Couldn't reproduce MIMO accuracy on CIFAR-100 #264

alexlyzhov · 2020-12-29T18:58:01Z

Hi @dustinvtran and others, thank you for the repository! @VoronkovaDasha and me are trying to reproduce results of MIMO on WideResNet28x10 + CIFAR-100 to compare the performance with other methods. However, so far we have not been able to do it; the accuracy values we get are a notch lower than they should be. We use 1 GPU.

For CIFAR-100 the paper reports accuracy 82.0, NLL 0.690 for an ensemble of size 3.

Here is what we get:

python3 /dashavoronkova8/ens_project/mimo/cifar.py --output_dir '/dashavoronkova8/ens_project/mimo/cifar' --seed 0 --use_gpu --dataset cifar100 --per_core_batch_size 512 --num_cores 1 --batch_repetitions 4 --corruptions_interval -1 --ensemble_size 3 --width_multiplier 10 --base_learning_rate 0.1 --train_epochs 250 --lr_decay_ratio 0.1 --lr_warmup_epochs 0 --num_bins 15 --input_repetition_probability 0. --l2 3e-4 --checkpoint_interval 50

Train Loss: 1.3752, Accuracy: 99.94%
Test NLL: 0.7143, Accuracy: 80.85%
Member 0 Test Loss: 0.9081, Accuracy: 77.92%
Member 1 Test Loss: 0.9205, Accuracy: 77.65%
Member 2 Test Loss: 0.9248, Accuracy: 77.64%

The same experiment with another seed:

Train Loss: 1.3718, Accuracy: 99.95%
Test NLL: 0.7147, Accuracy: 80.73%
Member 0 Test Loss: 0.9152, Accuracy: 77.83%
Member 1 Test Loss: 0.9257, Accuracy: 77.55%
Member 2 Test Loss: 0.9209, Accuracy: 77.52%

Now with lr_warmup_epochs=1.

python3 /dashavoronkova8/ens_project/mimo/cifar.py --output_dir '/dashavoronkova8/ens_project/mimo/cifar' --seed 0 --use_gpu --dataset cifar100 --per_core_batch_size 512 --num_cores 1 --batch_repetitions 4 --corruptions_interval -1 --ensemble_size 3 --width_multiplier 10 --base_learning_rate 0.1 --train_epochs 250 --lr_decay_ratio 0.1 --lr_warmup_epochs 1 --num_bins 15 --input_repetition_probability 0. --l2 3e-4 --checkpoint_interval 50

Train Loss: 1.3739, Accuracy: 99.95%
Test NLL: 0.7198, Accuracy: 80.76%
Member 0 Test Loss: 0.9486, Accuracy: 77.09%
Member 1 Test Loss: 0.9144, Accuracy: 77.73%
Member 2 Test Loss: 0.9117, Accuracy: 77.74%

I wonder what is the culprit here? Are the script parameters OK?

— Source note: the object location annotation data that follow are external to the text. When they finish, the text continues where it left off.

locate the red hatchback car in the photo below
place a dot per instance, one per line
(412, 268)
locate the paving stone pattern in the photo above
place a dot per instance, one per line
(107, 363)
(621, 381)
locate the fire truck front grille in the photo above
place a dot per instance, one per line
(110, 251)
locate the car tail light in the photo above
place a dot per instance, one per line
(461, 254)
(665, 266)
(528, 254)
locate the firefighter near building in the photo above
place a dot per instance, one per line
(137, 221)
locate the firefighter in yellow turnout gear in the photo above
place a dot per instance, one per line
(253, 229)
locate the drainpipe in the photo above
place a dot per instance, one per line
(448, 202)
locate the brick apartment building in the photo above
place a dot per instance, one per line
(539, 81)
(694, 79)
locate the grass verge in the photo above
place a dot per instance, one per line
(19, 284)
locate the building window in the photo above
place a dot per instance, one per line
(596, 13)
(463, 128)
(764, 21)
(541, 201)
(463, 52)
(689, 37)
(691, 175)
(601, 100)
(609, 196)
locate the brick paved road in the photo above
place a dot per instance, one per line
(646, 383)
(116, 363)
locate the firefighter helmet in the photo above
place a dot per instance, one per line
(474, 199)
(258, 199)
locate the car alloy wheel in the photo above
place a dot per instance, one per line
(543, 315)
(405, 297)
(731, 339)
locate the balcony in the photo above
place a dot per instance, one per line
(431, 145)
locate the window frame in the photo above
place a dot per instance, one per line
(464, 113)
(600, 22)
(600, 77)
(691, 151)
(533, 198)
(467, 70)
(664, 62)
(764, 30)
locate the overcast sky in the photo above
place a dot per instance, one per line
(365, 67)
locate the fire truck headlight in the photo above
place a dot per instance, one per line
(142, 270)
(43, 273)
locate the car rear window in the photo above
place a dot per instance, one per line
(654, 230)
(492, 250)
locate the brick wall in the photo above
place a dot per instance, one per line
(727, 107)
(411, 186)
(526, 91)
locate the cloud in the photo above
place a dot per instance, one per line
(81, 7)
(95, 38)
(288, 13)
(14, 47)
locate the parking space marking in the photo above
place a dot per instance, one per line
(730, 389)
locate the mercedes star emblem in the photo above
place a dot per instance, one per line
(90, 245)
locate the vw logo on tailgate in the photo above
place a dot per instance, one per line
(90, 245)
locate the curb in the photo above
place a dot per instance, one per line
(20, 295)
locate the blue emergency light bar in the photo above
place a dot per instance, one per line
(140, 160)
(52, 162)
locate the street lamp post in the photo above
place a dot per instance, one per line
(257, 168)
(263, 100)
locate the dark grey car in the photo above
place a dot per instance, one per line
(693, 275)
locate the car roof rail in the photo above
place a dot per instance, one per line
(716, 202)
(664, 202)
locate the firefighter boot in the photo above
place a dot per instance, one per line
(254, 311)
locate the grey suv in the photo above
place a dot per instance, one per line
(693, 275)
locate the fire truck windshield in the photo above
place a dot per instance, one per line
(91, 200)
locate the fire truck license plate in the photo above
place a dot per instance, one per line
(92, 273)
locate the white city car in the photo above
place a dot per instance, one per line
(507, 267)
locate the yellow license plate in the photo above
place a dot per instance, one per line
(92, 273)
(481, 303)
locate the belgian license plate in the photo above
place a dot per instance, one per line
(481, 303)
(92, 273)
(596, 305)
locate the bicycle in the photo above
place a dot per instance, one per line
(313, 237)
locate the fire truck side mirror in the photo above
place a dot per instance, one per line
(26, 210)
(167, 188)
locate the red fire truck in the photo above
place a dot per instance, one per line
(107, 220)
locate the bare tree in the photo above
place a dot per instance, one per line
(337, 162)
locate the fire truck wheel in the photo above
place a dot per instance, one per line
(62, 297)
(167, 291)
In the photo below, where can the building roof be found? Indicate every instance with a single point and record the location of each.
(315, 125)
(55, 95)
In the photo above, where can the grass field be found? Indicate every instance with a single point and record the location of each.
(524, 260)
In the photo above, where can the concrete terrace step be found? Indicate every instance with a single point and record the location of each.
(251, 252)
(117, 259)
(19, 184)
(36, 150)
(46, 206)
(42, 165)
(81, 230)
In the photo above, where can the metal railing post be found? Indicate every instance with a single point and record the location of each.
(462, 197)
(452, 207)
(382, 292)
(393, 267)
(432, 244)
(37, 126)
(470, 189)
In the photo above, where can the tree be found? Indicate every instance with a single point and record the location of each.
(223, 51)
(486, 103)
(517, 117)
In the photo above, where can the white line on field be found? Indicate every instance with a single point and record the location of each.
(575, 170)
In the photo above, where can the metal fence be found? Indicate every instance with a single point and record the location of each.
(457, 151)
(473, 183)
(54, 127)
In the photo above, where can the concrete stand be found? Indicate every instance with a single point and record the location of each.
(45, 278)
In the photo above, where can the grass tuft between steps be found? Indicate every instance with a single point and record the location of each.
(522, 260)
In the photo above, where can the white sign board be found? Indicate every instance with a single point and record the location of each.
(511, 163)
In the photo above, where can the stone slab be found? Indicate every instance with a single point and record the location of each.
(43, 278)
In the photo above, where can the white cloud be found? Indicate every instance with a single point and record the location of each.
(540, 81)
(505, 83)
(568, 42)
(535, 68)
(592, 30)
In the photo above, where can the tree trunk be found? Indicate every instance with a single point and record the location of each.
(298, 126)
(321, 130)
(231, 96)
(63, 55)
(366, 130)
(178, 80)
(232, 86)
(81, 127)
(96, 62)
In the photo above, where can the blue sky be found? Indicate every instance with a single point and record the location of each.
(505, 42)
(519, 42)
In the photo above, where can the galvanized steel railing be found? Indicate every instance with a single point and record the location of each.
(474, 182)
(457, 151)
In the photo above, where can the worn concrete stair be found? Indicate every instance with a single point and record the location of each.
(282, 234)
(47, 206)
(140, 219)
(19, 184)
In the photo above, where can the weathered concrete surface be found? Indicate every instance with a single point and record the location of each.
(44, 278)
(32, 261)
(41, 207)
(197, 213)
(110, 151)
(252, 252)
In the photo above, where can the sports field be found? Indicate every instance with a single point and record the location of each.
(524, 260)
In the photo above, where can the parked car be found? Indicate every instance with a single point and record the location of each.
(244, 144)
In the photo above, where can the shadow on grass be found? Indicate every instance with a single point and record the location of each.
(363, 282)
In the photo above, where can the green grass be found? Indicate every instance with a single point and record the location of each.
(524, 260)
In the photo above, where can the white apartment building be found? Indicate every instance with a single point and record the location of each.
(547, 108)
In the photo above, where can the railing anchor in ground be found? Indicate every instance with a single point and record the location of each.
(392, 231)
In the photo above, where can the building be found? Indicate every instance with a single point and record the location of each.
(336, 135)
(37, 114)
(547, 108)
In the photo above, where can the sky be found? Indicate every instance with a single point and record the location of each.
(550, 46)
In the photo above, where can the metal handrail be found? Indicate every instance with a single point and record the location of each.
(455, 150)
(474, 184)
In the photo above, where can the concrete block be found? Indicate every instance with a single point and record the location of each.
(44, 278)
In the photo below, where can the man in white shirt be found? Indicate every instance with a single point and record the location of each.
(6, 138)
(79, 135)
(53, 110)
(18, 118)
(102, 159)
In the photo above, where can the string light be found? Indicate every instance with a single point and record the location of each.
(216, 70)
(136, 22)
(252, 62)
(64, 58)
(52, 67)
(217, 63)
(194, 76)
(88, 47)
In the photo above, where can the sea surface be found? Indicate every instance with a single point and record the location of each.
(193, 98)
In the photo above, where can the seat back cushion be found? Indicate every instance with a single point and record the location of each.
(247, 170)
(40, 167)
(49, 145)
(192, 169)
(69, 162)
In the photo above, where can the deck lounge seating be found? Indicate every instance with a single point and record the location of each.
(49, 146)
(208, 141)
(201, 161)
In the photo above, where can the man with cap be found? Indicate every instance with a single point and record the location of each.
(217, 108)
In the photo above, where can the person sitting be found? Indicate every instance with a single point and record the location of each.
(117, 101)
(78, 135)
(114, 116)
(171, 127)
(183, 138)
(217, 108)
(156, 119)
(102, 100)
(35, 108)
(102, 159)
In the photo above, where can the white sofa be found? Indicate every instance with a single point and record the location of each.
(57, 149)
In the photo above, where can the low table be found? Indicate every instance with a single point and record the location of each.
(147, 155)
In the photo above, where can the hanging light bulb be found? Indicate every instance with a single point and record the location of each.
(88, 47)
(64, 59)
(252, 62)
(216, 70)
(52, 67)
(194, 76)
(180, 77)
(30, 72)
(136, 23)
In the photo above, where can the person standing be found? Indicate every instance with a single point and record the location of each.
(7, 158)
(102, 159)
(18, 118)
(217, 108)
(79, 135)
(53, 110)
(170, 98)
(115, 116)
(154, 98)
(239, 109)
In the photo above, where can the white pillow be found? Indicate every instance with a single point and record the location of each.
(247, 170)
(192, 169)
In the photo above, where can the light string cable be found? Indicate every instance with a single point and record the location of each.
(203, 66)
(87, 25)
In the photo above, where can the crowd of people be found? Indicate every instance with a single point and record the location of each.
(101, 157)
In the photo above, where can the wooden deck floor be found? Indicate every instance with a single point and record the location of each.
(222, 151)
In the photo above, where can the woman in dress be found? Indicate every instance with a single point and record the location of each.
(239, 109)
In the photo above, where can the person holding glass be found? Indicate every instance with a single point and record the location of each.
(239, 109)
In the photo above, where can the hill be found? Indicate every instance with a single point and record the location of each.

The text was updated successfully, but these errors were encountered:

dustinvtran · 2021-01-05T19:57:10Z

@mhavasi

Got back from vacation (happy new year!).

Looking into the baseline, the default flag values we use in the CIFAR script are indeed the ones used for reporting the #s in the CIFAR-100 leaderboard. The only flags we override in commandline is: dataset=cifar100,cifar100_c_path=$CIFAR100_C_PATH .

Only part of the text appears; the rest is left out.